Day 1: some normal tissue with adjacently damaged tissue, loss of regular heart muscle strands, infiltration of white blood cells (in particular neutrophils)
Day 3-4: mass migration of neutrophils disrupting regular structure
Day 7-10: massive amount of necrosis, heart muscle cellular tissue lost almost completely, still lots of WBCs
Day ~21: Tentative repair of muscle tissue, lots of collagen deposition from fribroplast cells (creating scar tissue... not good)
Day >60: Scar tissue remains in the heart: not recoverable
What can be done to help a patient? Can the infarct be modified?
Restoration of coronary blood flow
Thrombolysis: streptokinase or tissue plasminogen activator activates fibronolytic enzyme systems that dissolve thrombus
Balloon angioplasty (percutaneous transluminal coronary angioplasty PTCA)
Coronary arterial bypass graft (CABG)
What are the inflammatory markers of AMI?
At the onset of myocardial infarction the plasma membrane of necrotic myocytes becomes leaky. Some molecules leak out of the cell into circulation. These molecules can be used as biomarkers for diagnosis of myocardial infarction.
Some of these proteins include troponin I, C, or T, and creatine phosophokinase, MB fraction (CK-MB).
What are some clinical features and tests associated with AMI?
Monitoring the ECG of a patient can reveal which part of the heart is damaged, what is going on etc.
Most laboratories run a troponin assay, either troponin T or troponin I, and may also offer testing for CK-MB and/or myoglobin.
Troponin demonstrates improved myocardial specificity and sensitivity over the others.
Why is reperfusion important?
Spread of necrosis is progressive and time is critical in terms of restoring cardiac blood flow.
Reperfusion can rescue ischaemic muscle and limit infarct size.
What is the 'Reperfusion Paradox'?
Sudden restoration of blood flow in a patient in some cases causes even greater damage to the heart.
This injury occurs because of free radicals and reactive oxygen species. Tissue that has been starved of oxygen for a short time that is suddenly restored of normal oxygen levels is hypersensitive to oxygen and the oxygen radicals. There is a release of oxygen radicals from the damaged tissues that leads to further damage. It is estimated that if you don't control reperfusion, almost half of the subsequent necrosis is due to the reperfusion itself.
There are specific chemicals involved in this reperfusion injury biochemically. The main enzyme in heart muscle tissue that seems to be involved comes from xanthine oxidase produced by the neutrophils/polymorphs. They seem to activate the production of MORE ROS.
Reperfusing with blood without polymorphs actually helped the patient rather than damage.
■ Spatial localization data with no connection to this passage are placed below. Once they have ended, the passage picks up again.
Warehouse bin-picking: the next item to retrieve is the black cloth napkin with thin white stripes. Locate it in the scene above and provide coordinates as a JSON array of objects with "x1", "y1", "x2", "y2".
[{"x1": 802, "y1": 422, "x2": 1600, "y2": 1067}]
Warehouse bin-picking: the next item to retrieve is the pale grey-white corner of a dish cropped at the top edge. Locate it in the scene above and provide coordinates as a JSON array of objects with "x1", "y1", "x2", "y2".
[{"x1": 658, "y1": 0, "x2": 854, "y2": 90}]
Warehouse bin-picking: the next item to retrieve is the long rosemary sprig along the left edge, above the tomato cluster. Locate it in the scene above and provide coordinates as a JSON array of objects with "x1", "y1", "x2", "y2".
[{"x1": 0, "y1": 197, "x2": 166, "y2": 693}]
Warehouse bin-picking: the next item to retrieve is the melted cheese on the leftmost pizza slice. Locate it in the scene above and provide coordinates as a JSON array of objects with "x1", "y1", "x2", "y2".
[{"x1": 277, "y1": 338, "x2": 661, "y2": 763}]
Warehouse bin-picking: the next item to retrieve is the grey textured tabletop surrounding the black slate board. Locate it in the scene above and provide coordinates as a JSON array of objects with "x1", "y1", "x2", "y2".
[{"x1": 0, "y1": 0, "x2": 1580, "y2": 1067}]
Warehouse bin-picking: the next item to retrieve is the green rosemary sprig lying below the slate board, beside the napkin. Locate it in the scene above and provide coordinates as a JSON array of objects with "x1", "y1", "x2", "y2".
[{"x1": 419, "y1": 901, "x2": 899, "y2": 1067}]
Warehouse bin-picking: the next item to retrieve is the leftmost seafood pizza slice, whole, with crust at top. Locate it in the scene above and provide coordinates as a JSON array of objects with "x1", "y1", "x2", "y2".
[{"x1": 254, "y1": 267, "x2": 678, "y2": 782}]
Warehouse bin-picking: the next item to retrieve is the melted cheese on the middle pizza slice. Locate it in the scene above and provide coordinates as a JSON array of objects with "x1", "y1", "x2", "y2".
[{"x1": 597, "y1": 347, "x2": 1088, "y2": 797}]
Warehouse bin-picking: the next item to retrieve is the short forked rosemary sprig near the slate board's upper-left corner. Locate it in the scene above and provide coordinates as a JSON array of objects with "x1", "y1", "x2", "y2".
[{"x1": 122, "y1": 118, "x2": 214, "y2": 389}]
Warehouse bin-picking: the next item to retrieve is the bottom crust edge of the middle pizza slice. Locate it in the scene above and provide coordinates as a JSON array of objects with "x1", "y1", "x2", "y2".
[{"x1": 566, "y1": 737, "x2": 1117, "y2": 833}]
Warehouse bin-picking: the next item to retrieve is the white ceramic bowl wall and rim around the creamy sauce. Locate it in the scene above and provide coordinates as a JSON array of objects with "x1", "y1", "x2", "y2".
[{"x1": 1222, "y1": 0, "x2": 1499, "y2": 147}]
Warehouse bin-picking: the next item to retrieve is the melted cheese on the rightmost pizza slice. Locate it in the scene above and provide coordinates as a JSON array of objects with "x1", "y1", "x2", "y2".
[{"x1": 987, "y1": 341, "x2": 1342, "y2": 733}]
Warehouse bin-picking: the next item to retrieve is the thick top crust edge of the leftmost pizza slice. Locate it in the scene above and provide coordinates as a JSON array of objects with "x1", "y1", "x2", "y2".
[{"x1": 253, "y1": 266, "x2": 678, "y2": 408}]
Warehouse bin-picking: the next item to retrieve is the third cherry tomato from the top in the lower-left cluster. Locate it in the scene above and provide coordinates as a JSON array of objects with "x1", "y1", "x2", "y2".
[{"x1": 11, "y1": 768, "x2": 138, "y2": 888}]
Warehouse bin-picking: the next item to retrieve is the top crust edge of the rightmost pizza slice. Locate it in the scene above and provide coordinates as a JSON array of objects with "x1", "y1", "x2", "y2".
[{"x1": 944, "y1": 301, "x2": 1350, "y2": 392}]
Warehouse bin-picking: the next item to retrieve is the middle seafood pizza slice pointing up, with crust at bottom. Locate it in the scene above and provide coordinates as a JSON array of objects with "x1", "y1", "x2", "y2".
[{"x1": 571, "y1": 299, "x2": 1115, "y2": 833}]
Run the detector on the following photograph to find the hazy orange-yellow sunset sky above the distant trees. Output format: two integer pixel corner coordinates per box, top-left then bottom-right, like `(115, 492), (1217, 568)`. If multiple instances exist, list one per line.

Specific inhibtors of xanthine oxidase also helped to protect the heart muscle tissue.
Describe pharmacological protection from reperfusion injury.
The SAFE (different growth factor signalling pathway/STAT-3 JAK) and RISK (Map kinase pathway and PI3 kinase pathway) paths may both confer protection by inhibiting/closing the mitochondrial permeability transition pore (mPTP).
Cell intrinsic pathway of apoptosis : mitochondria release Cyt C --> want to block this pathway. I.e. blocks abnormal apoptosis.
What are some complications of AMI?
- Contractile dysfunction
- Rupture: in very severe cases and extremely rare. usually occurs in patients who have had an earlier infarction.
- Pericarditis: infection of the surrounding heart tissue. occurs in only a small number of patients
- Infarct expansion
75% of patients have one or more of these.